1. Stagnasi produksi pangan – Produksi padi menurun sekitar 1,1 persen pada 2019–2023, sementara produktivitas lahan budidaya ikan hanya 0,6 ton per hektar per tahun.
  2. Ketergantungan tinggi pada impor – Pada 2023, Indonesia mengimpor 3,1 juta ton beras, 52,3 persen kebutuhan daging sapi, 78,6 persen susu, dan 2,8 juta ton garam.
  3. Daerah rawan pangan – Sekitar 16 persen kabupaten/kota masih mengalami kerawanan pangan.
  4. Alih fungsi lahan yang masif – Di Pulau Jawa, sekitar 80 ribu hektare lahan pertanian beralih fungsi dalam periode 2019–2024.
  5. Degradasi lahan – Sebanyak 89,5 persen lahan pertanian mengalami penurunan kualitas sehingga tidak lagi berkelanjutan.
  6. Krisis regenerasi petani – Saat ini, 70 persen petani dan nelayan berusia di atas 43 tahun, sehingga regenerasi tenaga kerja di sektor pertanian menjadi isu serius.

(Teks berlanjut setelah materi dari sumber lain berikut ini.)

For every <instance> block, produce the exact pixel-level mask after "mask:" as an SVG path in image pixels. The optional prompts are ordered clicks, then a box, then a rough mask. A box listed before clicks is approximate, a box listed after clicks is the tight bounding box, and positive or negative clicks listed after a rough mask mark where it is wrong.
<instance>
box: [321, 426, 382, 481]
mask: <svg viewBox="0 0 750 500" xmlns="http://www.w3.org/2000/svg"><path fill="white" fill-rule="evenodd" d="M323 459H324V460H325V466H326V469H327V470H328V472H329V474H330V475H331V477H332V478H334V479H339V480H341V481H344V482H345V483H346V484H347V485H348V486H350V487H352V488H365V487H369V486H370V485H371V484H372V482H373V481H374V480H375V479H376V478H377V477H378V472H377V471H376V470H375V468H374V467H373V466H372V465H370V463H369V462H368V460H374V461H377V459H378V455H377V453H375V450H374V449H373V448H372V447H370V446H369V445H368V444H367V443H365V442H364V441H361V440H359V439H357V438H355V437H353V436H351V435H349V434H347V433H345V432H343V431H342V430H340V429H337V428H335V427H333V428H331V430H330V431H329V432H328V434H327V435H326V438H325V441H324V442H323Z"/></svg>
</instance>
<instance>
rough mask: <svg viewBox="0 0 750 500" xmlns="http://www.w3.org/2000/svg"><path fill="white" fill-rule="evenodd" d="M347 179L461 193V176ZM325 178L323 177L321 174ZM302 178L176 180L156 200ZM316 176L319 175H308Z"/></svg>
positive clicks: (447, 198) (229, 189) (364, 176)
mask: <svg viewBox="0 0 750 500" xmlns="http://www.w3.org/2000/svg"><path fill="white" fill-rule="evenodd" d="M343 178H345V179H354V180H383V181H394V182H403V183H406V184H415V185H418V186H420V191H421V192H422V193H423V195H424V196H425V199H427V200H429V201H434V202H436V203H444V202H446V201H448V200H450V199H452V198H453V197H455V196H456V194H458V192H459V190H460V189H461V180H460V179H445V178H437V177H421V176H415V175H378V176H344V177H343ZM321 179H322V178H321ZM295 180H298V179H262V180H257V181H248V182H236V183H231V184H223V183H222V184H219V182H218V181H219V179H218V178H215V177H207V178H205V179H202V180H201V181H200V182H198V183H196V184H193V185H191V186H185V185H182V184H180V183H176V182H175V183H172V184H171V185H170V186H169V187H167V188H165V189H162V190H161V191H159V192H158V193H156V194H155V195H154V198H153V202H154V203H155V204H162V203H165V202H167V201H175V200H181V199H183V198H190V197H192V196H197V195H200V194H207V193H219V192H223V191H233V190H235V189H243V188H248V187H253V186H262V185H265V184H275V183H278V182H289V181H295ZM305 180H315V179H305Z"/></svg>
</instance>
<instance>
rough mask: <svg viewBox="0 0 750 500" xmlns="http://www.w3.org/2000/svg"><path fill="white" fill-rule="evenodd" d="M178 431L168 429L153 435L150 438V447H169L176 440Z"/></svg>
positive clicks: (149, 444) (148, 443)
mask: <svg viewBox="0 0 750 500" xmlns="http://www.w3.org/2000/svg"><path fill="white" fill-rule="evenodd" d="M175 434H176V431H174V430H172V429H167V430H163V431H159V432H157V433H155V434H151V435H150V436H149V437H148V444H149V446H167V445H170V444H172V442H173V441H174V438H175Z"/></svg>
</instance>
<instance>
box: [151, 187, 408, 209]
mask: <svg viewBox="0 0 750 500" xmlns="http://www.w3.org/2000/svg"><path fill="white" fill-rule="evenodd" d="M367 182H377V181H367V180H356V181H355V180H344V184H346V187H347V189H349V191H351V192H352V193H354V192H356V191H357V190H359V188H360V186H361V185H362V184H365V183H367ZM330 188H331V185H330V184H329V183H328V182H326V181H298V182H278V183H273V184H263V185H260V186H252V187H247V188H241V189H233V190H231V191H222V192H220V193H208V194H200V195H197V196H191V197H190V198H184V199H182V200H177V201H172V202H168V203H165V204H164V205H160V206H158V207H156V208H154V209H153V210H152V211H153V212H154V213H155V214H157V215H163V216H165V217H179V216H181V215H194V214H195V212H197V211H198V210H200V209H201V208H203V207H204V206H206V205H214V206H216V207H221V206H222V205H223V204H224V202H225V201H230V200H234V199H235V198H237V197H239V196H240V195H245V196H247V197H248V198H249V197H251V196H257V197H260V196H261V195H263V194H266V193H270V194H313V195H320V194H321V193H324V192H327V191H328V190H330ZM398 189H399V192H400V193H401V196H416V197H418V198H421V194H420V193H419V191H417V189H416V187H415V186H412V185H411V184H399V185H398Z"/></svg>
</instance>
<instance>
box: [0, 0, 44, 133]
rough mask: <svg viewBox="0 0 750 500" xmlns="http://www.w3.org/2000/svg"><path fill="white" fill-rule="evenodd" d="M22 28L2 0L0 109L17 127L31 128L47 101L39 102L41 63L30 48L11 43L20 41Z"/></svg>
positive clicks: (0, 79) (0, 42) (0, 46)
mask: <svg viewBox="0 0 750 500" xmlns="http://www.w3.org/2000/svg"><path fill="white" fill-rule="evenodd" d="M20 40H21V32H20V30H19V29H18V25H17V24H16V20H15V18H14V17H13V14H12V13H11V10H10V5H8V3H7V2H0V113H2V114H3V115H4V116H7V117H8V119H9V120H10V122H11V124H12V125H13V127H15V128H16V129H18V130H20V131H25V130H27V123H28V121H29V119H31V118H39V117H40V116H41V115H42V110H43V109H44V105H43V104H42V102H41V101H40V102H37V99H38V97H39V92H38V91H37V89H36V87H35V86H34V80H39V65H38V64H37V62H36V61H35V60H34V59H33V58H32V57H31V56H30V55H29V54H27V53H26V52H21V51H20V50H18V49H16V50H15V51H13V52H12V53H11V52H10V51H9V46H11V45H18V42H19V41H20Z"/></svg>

“Tantangan yang ada bila dikelola bisa menjadi potensi baru dengan memanfaatkan lahan yang masih luas di Kalimantan, Nusa Tenggara, dan Papua,” tutupnya.

Seminar ini turut menghadirkan sejumlah tokoh dan pakar sebagai pembicara, di antaranya Presidium Majelis Nasional KAHMI Prof. Dr. Ir. Abdullah Puteh, Mantan Dirjen Bina Produksi Tanaman Pangan Prof. Dr. Ir. M. Jafar Hafsah, anggota Komisi IV DPR Prof. Dr. Ir. Rokhmin Dahuri MS, Dekan Fakultas Ekologi Manusia IPB Prof. Dr. Sofyan Sjaf, serta Direksi BNI Munadi Herlambang.

Dengan strategi yang tepat serta dukungan penuh dari seluruh elemen bangsa, swasembada pangan bukan hanya sekadar visi, tetapi bisa menjadi realitas yang membawa Indonesia menuju kemandirian ekonomi dan posisi strategis sebagai lumbung pangan dunia.